I set up a DSGE model (as attached) based on LWZ(2013) “LAND-PRICE DYNAMICS AND MACROECONOMIC FLUCTUATIONS” , but I have ran into some problems when doing the Bayesian Estimation. Would you please give some advice ?

When I ran the code it says “Initial value of the log posterior (or likelihood): -1754714.7789”. Is this a very small value ( very large absolute value ) and imply that I have some mistakes in the code ?

I set the prior mean of shocks’ standard error to 0.1. But I also read that this prior mean is set to 0.01 or 0.001 in some papers. Is this value determined subjectively ?
(When I tried setting to 0.01, the absolute “Initial value of the log posterior (or likelihood)” become even larger.)

When I compare the moments of the model and actual data, I found that the std of model is much larger that the data.
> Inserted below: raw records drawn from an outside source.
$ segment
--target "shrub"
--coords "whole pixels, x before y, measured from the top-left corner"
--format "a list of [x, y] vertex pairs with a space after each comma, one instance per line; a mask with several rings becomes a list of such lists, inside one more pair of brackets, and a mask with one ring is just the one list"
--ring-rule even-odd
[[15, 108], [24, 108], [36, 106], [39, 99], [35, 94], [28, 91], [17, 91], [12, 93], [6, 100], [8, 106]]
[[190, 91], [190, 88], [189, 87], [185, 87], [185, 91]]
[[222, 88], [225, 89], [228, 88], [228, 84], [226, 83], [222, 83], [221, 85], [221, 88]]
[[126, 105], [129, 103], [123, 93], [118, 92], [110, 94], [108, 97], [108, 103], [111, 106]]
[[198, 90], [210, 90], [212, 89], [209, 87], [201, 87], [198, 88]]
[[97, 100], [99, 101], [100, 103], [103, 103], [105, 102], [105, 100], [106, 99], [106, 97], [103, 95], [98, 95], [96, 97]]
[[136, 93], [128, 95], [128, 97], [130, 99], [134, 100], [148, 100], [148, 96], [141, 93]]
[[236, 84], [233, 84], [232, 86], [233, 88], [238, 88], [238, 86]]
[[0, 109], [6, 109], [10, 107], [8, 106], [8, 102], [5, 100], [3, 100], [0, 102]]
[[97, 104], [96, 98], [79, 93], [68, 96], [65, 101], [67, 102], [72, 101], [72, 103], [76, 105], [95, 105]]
Is there anything wrong with the code or the data ?

(All the data series are dealed with log difference and demeaned except inflation which is just demeaned)

If Ii want to add a measurement error as structure shock i.e. e_y_ME, does it mean that I have to add one more observation as the number of observations should be equal to that of shocks ?

I am mostly worried about the almost monotonically increasing upwards trend in inflation. Something must be wrong here. Did you take the price level instead of inflation?

A sensible number here depends on the scaling of your data, i.e. if you scaled by 100. But generally, the value is subjective.

Please check 1.

The number of shocks is allowed to be bigger than the number of observables. Only make sure that all parameters are still identified.

I think that’s exactly the case. However, the problem still exists after I have changed the data of inflation. ( updated files are attached )

I’m sorry that I do not quite understand what is the “scaling of your data”. For the data with trend, I typically use log difference of data and demean them. For the data in percent form e.g. interest rate like 4%, I use ln(1+4%/4) and demean them. Is this related to the case of “scaled by 100” ?

And also, I see in some papers that the authors estimate the standard error of 100*sigma (sigma means std of shock ) instead of sigma. How to interpret this ?

The problem also still exists after I changed the data of inflation.

Thank you for your time on reading this! I really appreciate your kindness.
Best regards

I don’t really know what is going on in your case. Try to simplify the model or estimation. Regarding your questions:
2. You can measure 1 percent as 0.01 or as 1 in the data (in which case you multiplied everything by 100). In your example ln(1+4%/4) is roughly 0.01, so it is not multiplied by 100. In that case, your prior should assign the most weight to shock sizes around 0.01 and not 1. See the prior plots.